TEMPO.CO, Jakarta - Rumah Sakit Fatmawati, Cilandak, Jakarta Selatan membantah melakukan malpraktek atas pasien skoliosis, Sellywayn Carolina. "Rumah Sakit sangat sedih. Kami sudah berusaha maksimal tetapi dibilang malpraktek," kata Lia G. Patrakusuma, Direktur Medik dan Perawatan RS Fatmawati kepada Tempo, Jumat 22 Februari 2013.
Menurutnya, rangkaian pengobatan putri Darwin Lubis tersebut belum selesai. Gadis itu menderita skoliosis, kondisi tulang belakang miring ke samping. Dalam kasus Selly, hingga 60 derajat. Setelah menjalani operasi, kemiringannya jadi 25 derajat. "Itu sudah maksimal."
Pelurusan tulang melalui operasi dengan pemasangan pen di tulang punggung Selly pada 1 September 1999. Dia pulang dari rumah sakit dua pekan kemudian, 14 September.

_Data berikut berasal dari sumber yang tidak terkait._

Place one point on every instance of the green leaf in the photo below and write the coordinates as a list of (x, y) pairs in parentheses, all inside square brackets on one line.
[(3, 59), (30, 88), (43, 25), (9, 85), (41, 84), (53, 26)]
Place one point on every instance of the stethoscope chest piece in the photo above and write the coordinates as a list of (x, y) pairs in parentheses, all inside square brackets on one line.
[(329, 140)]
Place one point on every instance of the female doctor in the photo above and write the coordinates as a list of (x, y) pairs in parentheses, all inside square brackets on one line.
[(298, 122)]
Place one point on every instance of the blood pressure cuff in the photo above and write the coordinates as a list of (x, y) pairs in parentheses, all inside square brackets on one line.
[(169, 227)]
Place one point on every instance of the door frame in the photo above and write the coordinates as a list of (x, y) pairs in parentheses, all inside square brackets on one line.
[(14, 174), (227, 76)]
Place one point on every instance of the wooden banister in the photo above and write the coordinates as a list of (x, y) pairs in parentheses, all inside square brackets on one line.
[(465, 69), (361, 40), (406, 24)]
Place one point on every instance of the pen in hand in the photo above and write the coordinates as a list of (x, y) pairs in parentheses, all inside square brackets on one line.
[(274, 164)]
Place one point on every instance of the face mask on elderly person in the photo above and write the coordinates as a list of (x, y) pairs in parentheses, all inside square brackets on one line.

Seharusnya, Selly datang lagi ke RS pada 16 September tahun itu agar dokter bisa mengontrol kondisinya. "Tapi dia baru datang 20 April 2000."Lalu, dia diminta datang lagi pada 28 April. Namun kenyataannya Selly tidak muncul lagi.
Padahal, Selly perlu latihan agar dapat menyesuaikan diri dengan pen yang dipasang. "Kawat pen tidak bisa langsung lurus. Itu harus dengan fisioterapi berbulan-bulan sampai setahun. Tujuannya, untuk mengurangi nyeri punggung dan rasa tidak nyaman," kata Lia.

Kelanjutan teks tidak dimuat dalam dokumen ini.